2. Water directing apparatus according to claim 1 wherein there is one said upstream vane and one downstream vane.

3. Water directing apparatus according to claim 1 wherein said side fins are generally parallel.

4. Water directing apparatus according to claim 1 wherein said side fins are detachably mounted to said planing surface.

5. Water directing apparatus according to claim 1 wherein said leading edge of said upstream vane is located approximately one and three-fourth inches below said said planing surface.

6. Water directing means according to claim 1 wherein the maximum thickness of each of said upstream and downstream vanes is approximately 0.37 inches.

7. Water directing means according to claim 1 wherein the opposite curvilinear surfaces of each of said upstream and downstream vanes is of generally constant radius.

8. Water directing apparatus according to claim 7 wherein the curvilinear uppersurfaces of said upstream and downstream vanes have a greater radius than the curvilinear undersurfaces of said upstream and downstream vanes, respectively.
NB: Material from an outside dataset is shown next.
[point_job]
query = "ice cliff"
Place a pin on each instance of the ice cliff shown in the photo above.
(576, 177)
9. In a jet powered watercraft having means forming a pump inlet passage extending forwardly and downwardly, a rearwardly directed discharge nozzle, an engine driven pump impeller operative to draw water from said pump inlet passage for discharge at high velocity out of said discharge nozzle, and a longitudinally extending planing surface, said planing surface including an inlet which opens into said pump inlet passage and which is characterized by an upstream edge and a downstream edge, the improvement comprising:

water directing apparatus carried upon said planing surface adjacent said inlet and having a pair of laterally spaced apart, longitudinally extending side fins projecting downwardly of said planing surface and defining a water flow channel; and a transversely extending unitary vane characterized by a leading edge and a trailing edge joined by a curvilinear central section, said vane being pivotally attached to said side fins for pivotal movement of said vane about a transverse axis downstream of the leading edge of the vane, said vane being pivotable between a flow position to direct water from said water flow channel, through said inlet and into said pump inlet passage, and a blocking position in which said trailing edge is engaged upon said downstream edge of said inlet, the leading edge of said vane being located downstream of said upstream edge of said inlet, the portion of said vane located downstream of said transverse axis being responsive to lower intake pressure in said pump inlet passage to pivot upwardly and widen said inlet at lower intake pressures, and to pivot downwardly and narrow said inlet at higher intake pressures.